SBIO has higher volatility (10.80%) compared to GSG (7.17%). In terms of maximum drawdown, SBIO dropped -63.06% vs GSG's -89.62%.
On 10-year performance, SBIO leads with 11.19% vs 7.61% for GSG. On fees, SBIO is cheaper at 0.50% per year. On volatility, GSG has been the lower-risk option at 7.17%. The better choice depends on whether you care most about return, fees, risk, or income.
Over the 10-year period, SBIO has performed better with a 11.19% return vs 7.61%. Past performance does not guarantee future results, so compare this with risk, fees, and fund exposure.
SBIO is cheaper with a 0.50% expense ratio, compared with 0.75% for GSG.
SBIO and GSG have nearly identical dividend yields, around 0.00%.
SBIO is categorized as Health & Biotech Equities, while GSG is Commodities. SBIO tracks S-Network Medical Breakthroughs Index, while GSG tracks S&P GSCI Total Return Index. They also come from different issuers: SS&C and iShares. Their fees differ too: 0.50% for SBIO and 0.75% for GSG.

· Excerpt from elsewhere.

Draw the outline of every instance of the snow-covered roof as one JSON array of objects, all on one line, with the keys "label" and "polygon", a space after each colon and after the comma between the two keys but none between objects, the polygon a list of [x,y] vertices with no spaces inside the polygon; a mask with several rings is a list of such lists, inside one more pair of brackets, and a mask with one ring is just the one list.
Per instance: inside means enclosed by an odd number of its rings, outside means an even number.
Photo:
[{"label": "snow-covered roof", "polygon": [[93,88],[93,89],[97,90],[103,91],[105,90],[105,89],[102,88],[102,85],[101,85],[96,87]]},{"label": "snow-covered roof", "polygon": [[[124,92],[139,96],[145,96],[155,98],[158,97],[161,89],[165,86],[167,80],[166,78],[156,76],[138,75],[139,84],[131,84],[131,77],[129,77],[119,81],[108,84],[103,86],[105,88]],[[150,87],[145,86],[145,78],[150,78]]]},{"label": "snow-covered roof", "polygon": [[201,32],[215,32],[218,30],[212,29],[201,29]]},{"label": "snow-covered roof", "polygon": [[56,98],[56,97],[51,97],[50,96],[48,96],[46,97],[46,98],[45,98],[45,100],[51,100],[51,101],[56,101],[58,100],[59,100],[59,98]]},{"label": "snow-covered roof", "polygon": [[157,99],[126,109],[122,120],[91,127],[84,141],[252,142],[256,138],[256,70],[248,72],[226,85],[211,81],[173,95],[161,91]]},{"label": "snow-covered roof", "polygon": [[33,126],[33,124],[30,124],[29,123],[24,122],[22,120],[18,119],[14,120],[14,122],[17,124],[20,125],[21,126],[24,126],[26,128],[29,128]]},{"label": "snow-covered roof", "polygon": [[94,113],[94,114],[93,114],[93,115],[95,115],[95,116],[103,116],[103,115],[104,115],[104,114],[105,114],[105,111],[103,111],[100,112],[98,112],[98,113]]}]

SBIO currently has the higher Sharpe Ratio (3.02 vs 1.60), meaning it's delivered slightly more return per unit of risk over the trailing 12 months. However, this ranking shifts over time - use the Risk/Return Score above for a more comprehensive view that combines Sharpe, Sortino, and other measures used by quantitative funds.